Na thesis e na práxis, Koellreutter optou radicalmente pelo Brasil – daí a autoridade com que participa e interfere na cena artística nacional. “O Terceiro Mundo é mais adiantado”, afirma. “Mais livre, menos preconceituoso, mais criativo” (e não se refere ao racionalismo, mas no potencial para superá-lo). Em seu ideário globalizante, vê hoje a afinidade de pensamentos entre a vanguarda ocidental contemporânea e as grandes culturas místicas originárias – e isso é, a seu ver, um dos maiores acontecimentos sócio-culturais do século. “Três mil anos de música moderna”, exulta, com a propriedade de quem percebe a história a partir da evolução do conceito de tempo a que chegou o ser humano em diferentes civilizações.
Consciente daquilo que tomou por missão em sua carreira, Koellreutter em poucos momentos interrompeu as atividades pedagógicas que ainda hoje lotam uma agenda concorrida. Dividido basicamente entre São Paulo e Rio (a Av. São Luís e a Urca), visita com certa frequência outras regiões do país e ocasionalmente viaja ao exterior. Recentemente esteve no Oriente.
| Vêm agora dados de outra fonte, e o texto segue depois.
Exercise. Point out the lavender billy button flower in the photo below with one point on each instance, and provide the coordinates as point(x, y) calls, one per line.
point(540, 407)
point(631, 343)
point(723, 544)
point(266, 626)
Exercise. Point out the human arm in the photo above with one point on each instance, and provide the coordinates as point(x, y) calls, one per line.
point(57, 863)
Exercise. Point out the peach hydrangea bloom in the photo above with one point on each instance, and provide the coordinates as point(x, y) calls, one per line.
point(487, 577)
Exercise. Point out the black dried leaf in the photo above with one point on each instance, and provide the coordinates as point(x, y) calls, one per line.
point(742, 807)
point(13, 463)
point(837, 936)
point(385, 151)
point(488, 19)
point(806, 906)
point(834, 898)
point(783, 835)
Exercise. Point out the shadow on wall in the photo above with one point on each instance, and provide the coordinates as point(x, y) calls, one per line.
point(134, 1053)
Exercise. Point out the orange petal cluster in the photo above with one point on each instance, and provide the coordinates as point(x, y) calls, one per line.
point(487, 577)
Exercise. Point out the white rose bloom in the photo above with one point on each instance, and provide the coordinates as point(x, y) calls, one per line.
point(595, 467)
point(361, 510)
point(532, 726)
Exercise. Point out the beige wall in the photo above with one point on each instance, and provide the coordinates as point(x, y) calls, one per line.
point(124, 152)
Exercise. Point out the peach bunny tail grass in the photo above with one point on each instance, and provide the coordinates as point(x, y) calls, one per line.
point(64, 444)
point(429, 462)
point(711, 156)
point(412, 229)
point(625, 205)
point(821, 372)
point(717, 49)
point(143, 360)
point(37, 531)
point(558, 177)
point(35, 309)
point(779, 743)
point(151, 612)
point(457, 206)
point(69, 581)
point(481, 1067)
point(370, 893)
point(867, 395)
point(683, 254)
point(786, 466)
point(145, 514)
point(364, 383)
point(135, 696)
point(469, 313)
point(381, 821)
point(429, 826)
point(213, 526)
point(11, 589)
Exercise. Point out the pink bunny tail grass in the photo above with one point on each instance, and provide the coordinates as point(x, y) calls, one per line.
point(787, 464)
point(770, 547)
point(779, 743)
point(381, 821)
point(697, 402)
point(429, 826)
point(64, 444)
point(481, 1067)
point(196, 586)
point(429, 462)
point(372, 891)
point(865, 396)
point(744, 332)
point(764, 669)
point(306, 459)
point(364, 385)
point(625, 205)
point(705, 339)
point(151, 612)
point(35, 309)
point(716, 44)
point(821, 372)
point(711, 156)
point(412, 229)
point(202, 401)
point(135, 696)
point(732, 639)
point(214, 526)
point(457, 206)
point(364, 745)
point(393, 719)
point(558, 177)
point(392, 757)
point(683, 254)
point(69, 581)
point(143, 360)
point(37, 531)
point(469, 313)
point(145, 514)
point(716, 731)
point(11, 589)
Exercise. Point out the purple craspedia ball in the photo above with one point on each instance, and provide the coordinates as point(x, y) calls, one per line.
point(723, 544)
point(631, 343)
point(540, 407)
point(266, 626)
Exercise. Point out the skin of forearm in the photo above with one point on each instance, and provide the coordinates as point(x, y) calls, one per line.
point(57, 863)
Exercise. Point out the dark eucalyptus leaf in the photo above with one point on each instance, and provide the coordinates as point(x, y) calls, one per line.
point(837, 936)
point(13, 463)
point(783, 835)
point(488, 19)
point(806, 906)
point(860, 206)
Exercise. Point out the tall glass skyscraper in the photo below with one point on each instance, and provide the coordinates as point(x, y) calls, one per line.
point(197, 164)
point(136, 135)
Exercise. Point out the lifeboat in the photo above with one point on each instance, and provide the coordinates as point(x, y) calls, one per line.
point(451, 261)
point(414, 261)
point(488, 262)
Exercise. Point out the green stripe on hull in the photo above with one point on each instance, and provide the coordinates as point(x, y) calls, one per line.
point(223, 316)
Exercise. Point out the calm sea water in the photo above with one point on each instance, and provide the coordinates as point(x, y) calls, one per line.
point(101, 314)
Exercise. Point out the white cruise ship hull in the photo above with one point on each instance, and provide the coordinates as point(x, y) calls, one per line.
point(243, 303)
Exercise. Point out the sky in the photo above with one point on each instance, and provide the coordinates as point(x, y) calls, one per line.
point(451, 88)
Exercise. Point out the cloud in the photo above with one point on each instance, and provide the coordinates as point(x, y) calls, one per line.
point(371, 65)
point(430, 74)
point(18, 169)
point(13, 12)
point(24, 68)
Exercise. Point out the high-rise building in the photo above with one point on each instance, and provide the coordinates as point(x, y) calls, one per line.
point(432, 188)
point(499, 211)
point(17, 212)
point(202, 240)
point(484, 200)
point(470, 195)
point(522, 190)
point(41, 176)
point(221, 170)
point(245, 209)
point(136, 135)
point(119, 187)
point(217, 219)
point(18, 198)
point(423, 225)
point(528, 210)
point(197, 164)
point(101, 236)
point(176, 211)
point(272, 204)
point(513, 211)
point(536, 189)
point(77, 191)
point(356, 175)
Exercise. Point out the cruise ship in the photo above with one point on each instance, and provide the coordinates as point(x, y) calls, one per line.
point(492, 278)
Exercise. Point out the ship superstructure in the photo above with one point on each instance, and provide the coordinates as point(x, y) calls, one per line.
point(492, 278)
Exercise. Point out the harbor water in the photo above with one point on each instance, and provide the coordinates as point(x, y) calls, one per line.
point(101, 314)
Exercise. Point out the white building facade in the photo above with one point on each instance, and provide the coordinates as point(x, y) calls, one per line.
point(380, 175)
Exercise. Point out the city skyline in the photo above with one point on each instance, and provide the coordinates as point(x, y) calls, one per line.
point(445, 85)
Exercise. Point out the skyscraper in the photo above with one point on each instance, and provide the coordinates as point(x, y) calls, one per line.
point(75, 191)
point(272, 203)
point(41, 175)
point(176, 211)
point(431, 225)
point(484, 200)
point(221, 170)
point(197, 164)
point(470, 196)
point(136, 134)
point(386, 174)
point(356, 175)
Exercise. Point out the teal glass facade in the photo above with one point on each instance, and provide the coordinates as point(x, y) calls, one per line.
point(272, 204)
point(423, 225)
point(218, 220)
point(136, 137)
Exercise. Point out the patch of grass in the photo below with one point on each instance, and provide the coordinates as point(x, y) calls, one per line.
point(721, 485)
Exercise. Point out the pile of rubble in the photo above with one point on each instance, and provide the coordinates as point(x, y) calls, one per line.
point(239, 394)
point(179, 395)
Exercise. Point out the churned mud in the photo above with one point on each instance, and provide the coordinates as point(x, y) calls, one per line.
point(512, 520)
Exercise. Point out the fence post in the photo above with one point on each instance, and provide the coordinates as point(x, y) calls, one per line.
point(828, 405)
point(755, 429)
Na volta, passando pela Alemanha, ao proferir palestra em Berlim, provou a uma plateia mista que aprendeu a filosofar em muitas línguas nessas ultimas décadas.
Agora, por ocasião dessa grande efeméride dos seus 80 anos, não seria diferente: escolheu passar o aniversário no Brasil, em meio a uma serie de comemorações, solicitações... E muito trabalho. Entre outras atividades, há concertos e eventos em Porto Alegre, três meses intensivos de ateliês e aulas abertas no Centro Experimental de Música do Sesc em São Paulo (que também lança seu novo disco), a visita do Presidente Mundial do Instituto Goethe em sua homenagem.
A Cultura FM reservou o 1° dia do mês de setembro a uma programação especial, toda ela orientada pelo maestro e professor, um de nossos mais notáveis colaboradores. Em dezoito horas de programação – das 6 às 24 horas – tomaremos contato com a História da Música Ocidental na perspectiva de H.J. Koellreutter – do cantochão dos primeiros séculos ao nascimento da Modernidade, com Debussy.
Uma nova história da música por ele proposta (que inclui até suas observações acerca do papel da improvisação na música de jazz), é delineada a partir do que considera os “pontos de mutação” decisivos na evolução das artes e do homem (a citação do físico F. Capra não é casual).
Paralelamente, um documento sobre sua vida será levado ao ar no dia de seu aniversario (2 de setembro) e, durante todo o mês, em horários especiais, veicularemos uma série de programas reservados à sua obra e à difusão de suas ideias. Ainda em reapresentação, os projetos por ele idealizados especialmente para a Cultura FM nos últimos dez anos: Música de leste a oeste (12 capítulos), Ouvido e consciência (13 capítulos), Stravinsky & Picasso: um ensaio paralelo (cinco capítulos) e a edição inaugural de O tempo e a luz.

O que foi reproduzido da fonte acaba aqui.